Cette brioche doit être bien bonne!
Bises,
Rosa
Mais la vraie fouace, celle de Rabelais, est elle vraiment une brioche ? Tu l'as dit un pain de fête, alors plus dense moins filante et aérée qu'une brioche, on a modernisé la tradition.
Oui, Tiuscha, tu as raison: Les boulanger qui la font à la levure ont modernisé la tradition de la fouace en la transformant en brioche. C'est pourquoi, cette fouace traditionnelle est ensemencée au levain, qui lui donne une mie différente de celle de la brioche. La texture n'est pas du tout la même en bouche. Elle a plus de corps, de solidité, même si elle est très alvéolée.

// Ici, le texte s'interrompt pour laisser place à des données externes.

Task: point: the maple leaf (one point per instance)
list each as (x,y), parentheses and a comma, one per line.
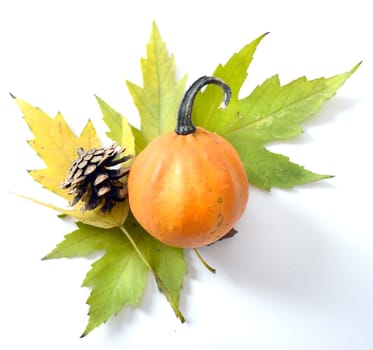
(119,277)
(271,112)
(57,146)
(158,100)
(119,128)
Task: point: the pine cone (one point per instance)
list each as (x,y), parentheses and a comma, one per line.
(93,180)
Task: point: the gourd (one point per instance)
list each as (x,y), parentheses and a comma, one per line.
(188,187)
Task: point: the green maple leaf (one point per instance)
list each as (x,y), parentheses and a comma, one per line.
(158,100)
(271,112)
(118,278)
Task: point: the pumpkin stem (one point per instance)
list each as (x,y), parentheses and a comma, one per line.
(184,120)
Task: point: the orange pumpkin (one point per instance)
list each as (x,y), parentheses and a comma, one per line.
(188,188)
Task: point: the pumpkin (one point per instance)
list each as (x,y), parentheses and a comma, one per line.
(188,187)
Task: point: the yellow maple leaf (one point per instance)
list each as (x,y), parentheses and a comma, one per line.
(56,144)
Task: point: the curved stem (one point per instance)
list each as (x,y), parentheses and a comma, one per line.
(184,120)
(203,261)
(160,283)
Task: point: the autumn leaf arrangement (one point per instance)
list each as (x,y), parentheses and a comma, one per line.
(93,177)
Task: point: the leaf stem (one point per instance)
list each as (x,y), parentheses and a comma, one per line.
(203,261)
(160,283)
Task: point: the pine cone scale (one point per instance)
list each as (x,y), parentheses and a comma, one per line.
(93,180)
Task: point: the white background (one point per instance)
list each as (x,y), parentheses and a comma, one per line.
(300,273)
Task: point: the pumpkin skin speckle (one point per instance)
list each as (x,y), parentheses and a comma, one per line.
(188,190)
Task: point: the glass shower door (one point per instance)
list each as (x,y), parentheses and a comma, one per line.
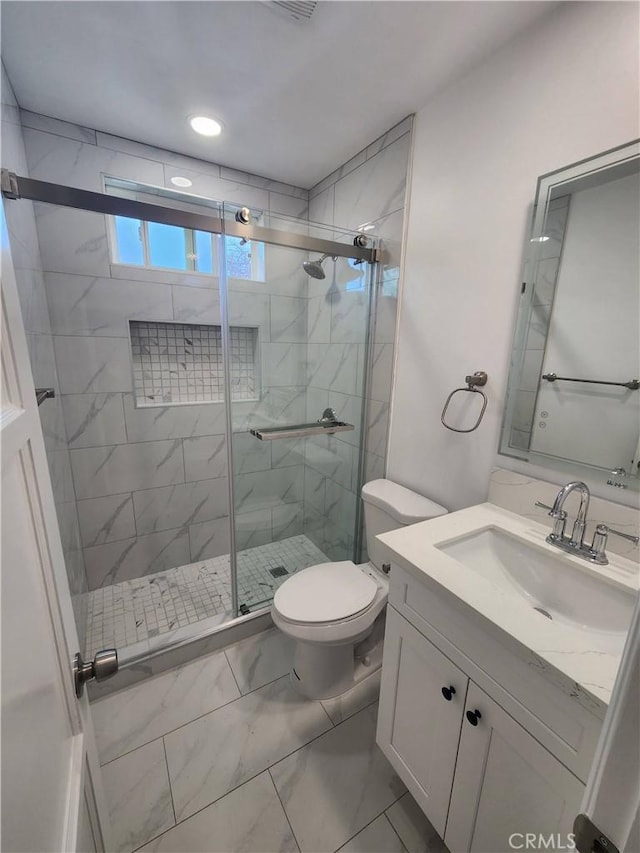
(297,347)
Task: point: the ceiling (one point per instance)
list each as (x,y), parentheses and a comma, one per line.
(297,99)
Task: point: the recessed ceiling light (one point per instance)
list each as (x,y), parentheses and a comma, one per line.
(205,125)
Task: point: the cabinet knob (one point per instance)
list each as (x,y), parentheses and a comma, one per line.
(474,716)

Ahhhhhhhhhh... les fouaces !!!!!
"[I]faictes à beau beurre, beau moyeu d'eufz, beau saffran & belles espices[/I]".
Un délice. Pas moins. [Ange]
Si vous passez un jour à la Mothe-Saint-Héray, petit bourg des Deux-Sèvres, demandez la maison Favreau. On y vend des fouaces, cuites en grappes, dont la recette se transmet de boulangers en boulangers, et ce, depuis Rabelais dit-on.

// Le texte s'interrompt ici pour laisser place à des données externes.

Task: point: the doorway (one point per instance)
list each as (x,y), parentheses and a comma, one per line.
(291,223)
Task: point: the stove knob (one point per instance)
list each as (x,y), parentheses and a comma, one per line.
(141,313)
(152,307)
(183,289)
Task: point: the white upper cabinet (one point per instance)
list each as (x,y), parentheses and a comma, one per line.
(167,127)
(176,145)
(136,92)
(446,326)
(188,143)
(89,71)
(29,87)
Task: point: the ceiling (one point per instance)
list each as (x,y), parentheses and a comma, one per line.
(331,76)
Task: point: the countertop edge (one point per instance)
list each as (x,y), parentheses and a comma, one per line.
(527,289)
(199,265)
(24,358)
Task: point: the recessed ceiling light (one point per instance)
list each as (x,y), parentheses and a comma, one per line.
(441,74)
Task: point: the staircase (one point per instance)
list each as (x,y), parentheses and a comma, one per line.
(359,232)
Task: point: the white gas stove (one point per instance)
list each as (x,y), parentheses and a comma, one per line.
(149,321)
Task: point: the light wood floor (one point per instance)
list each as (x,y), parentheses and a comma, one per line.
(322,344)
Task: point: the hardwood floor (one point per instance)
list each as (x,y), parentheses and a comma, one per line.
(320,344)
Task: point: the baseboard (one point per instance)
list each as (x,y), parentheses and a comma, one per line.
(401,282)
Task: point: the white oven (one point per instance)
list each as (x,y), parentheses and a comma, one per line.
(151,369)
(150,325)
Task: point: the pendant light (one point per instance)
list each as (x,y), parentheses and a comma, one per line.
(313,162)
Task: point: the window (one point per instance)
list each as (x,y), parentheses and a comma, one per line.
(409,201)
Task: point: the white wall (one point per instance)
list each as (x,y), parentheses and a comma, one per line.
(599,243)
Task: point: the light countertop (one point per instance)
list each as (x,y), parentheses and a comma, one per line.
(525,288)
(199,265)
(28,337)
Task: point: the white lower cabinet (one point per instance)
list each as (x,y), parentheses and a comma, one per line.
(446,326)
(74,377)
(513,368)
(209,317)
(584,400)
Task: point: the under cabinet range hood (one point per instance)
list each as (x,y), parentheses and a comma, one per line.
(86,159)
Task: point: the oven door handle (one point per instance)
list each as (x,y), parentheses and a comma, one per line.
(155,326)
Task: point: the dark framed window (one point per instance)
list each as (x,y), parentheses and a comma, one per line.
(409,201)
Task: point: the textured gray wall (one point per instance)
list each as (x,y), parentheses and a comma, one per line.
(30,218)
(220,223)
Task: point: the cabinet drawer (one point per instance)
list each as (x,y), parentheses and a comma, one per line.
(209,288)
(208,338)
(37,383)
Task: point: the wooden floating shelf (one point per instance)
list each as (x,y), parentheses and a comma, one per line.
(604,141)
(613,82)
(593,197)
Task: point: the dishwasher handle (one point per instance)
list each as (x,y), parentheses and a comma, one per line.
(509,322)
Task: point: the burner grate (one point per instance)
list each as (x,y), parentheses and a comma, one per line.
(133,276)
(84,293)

Merci Marie-Claire pour cette recette et tous les souvenirs qui résonnent...[Merci]
Merci pour toutes ces explications. Ici, la fouace est une patisserie traditionnelle, on l'achète en boulangerie avec des fruits confits et fleur d'oranger. La tienne est extraordinaire. Bravo. Bises
Bonsoir et merçi pour cet article sur la fouace.
Je suis aveyronnaise et ma grand-mère faisait la fouace en couronne, à la fleur d'oranger. C'est souvent comme cela qu'elle est vendue, notamment à St Cyprien sur Dourdou (dont c'est une des spécialités)ou à Clairvaux, deux charmantes bourgades de l'Aveyron.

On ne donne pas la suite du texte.